Retailing is measured by retail sales. The U.S. Census publishes a report of retail sales every month. For more, see What Is Retail Sales?

The Census surveys companies in the following categories: Motor Vehicles and Parts, Furniture and Home Furnishings, Electronics and Appliances, Building Materials, Food and Beverage, Health and Personal Care, Apparel and Footwear and All Other Merchandise including sporting goods, books, and music. Here's the Current U.S. Retail Sales Statistics

Impact on the Economy

In 2016, retailing generated $1.087 trillion, or 5.9 percent of U.S. gross domestic product. That's almost twice as much as the housing industry. For more, see Components of GDP.

Retailers generate nearly five million jobs.
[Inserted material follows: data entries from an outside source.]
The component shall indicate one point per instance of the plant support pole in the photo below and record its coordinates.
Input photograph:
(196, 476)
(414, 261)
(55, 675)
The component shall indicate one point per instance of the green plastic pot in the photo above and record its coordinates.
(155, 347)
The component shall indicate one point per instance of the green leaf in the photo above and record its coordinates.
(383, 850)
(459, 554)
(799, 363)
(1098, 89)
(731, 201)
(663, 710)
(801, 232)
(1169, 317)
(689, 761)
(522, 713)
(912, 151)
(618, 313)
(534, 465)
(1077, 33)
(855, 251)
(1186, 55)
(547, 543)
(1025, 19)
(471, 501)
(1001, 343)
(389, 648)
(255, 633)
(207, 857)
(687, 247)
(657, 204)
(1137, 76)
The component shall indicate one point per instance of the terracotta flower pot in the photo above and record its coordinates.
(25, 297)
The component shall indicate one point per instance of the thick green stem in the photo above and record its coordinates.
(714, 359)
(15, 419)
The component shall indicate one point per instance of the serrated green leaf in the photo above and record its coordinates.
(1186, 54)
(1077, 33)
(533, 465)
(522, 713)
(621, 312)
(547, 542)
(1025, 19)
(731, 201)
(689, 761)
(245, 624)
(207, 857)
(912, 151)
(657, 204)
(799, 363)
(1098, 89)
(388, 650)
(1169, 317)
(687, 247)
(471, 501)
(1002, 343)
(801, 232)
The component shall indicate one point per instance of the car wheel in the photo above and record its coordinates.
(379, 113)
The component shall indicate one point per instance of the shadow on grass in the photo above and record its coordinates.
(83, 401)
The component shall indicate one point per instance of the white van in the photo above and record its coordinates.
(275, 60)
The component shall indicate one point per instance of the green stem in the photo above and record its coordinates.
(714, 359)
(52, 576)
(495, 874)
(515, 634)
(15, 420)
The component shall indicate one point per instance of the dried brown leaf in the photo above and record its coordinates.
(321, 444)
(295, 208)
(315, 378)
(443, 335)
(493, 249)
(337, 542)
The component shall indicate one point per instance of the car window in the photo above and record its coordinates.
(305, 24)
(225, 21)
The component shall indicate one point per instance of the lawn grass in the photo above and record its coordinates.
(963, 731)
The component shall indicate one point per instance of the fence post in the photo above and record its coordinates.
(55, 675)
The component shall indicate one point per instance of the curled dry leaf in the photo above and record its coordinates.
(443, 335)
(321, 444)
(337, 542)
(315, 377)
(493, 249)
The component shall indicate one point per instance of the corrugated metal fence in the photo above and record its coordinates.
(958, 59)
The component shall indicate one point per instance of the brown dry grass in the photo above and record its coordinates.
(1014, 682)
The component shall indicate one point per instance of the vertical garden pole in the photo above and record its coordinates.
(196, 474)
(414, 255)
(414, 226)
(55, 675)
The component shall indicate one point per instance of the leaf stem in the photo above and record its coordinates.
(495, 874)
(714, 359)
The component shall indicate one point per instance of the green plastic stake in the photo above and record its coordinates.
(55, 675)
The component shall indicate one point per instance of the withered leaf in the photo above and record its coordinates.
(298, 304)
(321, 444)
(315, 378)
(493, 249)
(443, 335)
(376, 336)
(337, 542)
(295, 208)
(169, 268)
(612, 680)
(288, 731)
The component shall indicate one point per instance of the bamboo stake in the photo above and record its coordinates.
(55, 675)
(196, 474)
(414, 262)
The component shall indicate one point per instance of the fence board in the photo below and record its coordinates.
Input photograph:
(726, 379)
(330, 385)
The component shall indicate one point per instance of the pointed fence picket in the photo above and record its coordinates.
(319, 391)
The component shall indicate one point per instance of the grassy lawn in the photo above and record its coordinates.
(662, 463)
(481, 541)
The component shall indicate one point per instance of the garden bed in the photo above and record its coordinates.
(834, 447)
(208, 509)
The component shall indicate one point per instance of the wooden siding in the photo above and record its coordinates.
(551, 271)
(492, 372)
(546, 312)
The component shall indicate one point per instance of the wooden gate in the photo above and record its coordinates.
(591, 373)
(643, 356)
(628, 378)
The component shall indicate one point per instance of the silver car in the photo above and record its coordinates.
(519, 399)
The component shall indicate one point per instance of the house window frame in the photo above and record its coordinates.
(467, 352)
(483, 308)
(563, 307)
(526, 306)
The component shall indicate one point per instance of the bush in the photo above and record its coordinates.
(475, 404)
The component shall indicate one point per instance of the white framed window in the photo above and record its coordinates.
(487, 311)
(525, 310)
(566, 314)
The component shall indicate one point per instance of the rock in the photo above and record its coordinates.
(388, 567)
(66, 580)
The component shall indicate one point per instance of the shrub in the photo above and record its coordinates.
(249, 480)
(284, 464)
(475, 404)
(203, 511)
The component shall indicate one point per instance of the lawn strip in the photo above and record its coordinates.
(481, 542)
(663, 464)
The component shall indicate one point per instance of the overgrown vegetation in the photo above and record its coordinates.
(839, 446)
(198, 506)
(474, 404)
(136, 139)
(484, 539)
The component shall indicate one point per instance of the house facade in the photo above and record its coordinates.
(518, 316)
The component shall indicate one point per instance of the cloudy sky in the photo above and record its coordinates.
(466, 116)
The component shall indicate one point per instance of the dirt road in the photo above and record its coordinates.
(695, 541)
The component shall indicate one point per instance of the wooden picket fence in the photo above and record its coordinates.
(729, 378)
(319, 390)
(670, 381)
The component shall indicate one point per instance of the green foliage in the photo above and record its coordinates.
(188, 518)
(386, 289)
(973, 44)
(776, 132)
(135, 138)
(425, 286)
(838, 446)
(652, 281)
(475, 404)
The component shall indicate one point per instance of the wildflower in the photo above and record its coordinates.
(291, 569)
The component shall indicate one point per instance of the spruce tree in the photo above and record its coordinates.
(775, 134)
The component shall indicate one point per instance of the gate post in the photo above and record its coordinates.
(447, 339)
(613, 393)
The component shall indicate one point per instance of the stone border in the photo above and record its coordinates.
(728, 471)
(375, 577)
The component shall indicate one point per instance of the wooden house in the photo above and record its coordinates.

Many of these are entry-level positions, paying just above $10 an hour.

Despite the low pay, they provide solid training on dealing with the public. These positions also educate employees on math skills. Here's more on the latest jobs statistics. (Source: "Retail Sales Workers," Bureau of Labor Statistics,)

Since retailing provides a way for products to get to consumers, it also supports the $1.098 trillion wholesaling industry and parts of the $2.175 trillion U.S. 

manufacturing industry. (Source: "GDP by Industry," Bureau of Economic Analysis.) 

The most important time of the year in retailing is the holiday shopping season. It starts the day after Thanksgiving. Almost 20 percent of annual retail sales occur from Black Friday through Christmas. This season includes Cyber Monday, the biggest day of the year for online sales. It also includes Green Monday, typically the last day to order online and make sure you receive it before Christmas.

How Retailing Works

Retailers make money by raising prices well above their cost of labor, equipment and distribution. Everyone along the supply chain does the same thing. Retailers can sometimes make more money if they bypass the wholesaler and purchase directly from the factory. Some large retailers often manufacture best-selling items themselves. This is known as vertical integration.

This price increase is known as a markup or the retailer's profit margin. It's typically 100 percent (double the cost) at each stage. That's called "keystone." It's needed to cover costs and provide enough of profit to pay stockholders or private owners.

Internet Retailing

Internet retailing is the fastest-growing segment. By 2020, it will reach $523 billion.

It’s expected to grow 9.32 percent each year until then. Here's more on the latest U.S. Retail Trends.

Mobile devices, especially cell phones, are becoming the biggest source of internet traffic.By 2020, 270 million shoppers will use their mobile devices to research and buy products. That’s up from 244 million customers in 2015. Tablet use has been declining, while iPhone and Android phone use has been growing. (Source: "Online Sales Will Reach $523 Billion by 2020 in the United States,” Internet Retailer, January 29, 2016.) 

Examples of Retailers

The most common examples of retailing are the traditional brick-and-mortar stores. These include giants such as Best Buy, Wal-Mart, and Target. However, even the smallest kiosks at your local mall are retailers.

Examples of online retailers are Amazon, eBay, and DellDirect.

Even though they are growing the fastest, they still only represent 15 percent of total retail sales.

Many retailers focus on home sales, such as Avon or Schwan's. Others sell through home-based parties. A small group relies on TV, such as the Shopping Network.

Retailers don't just sell goods, they also sell services. Restaurants, hotels, and bars are all included in retailing. 

Many retailers combine different distribution methods. An example is Kroger, which offers brick-and-mortar stores and online delivery. The largest stores provide food services, like a restaurant. They do this to achieve economies of scale. That lowers costs to you, the end customer.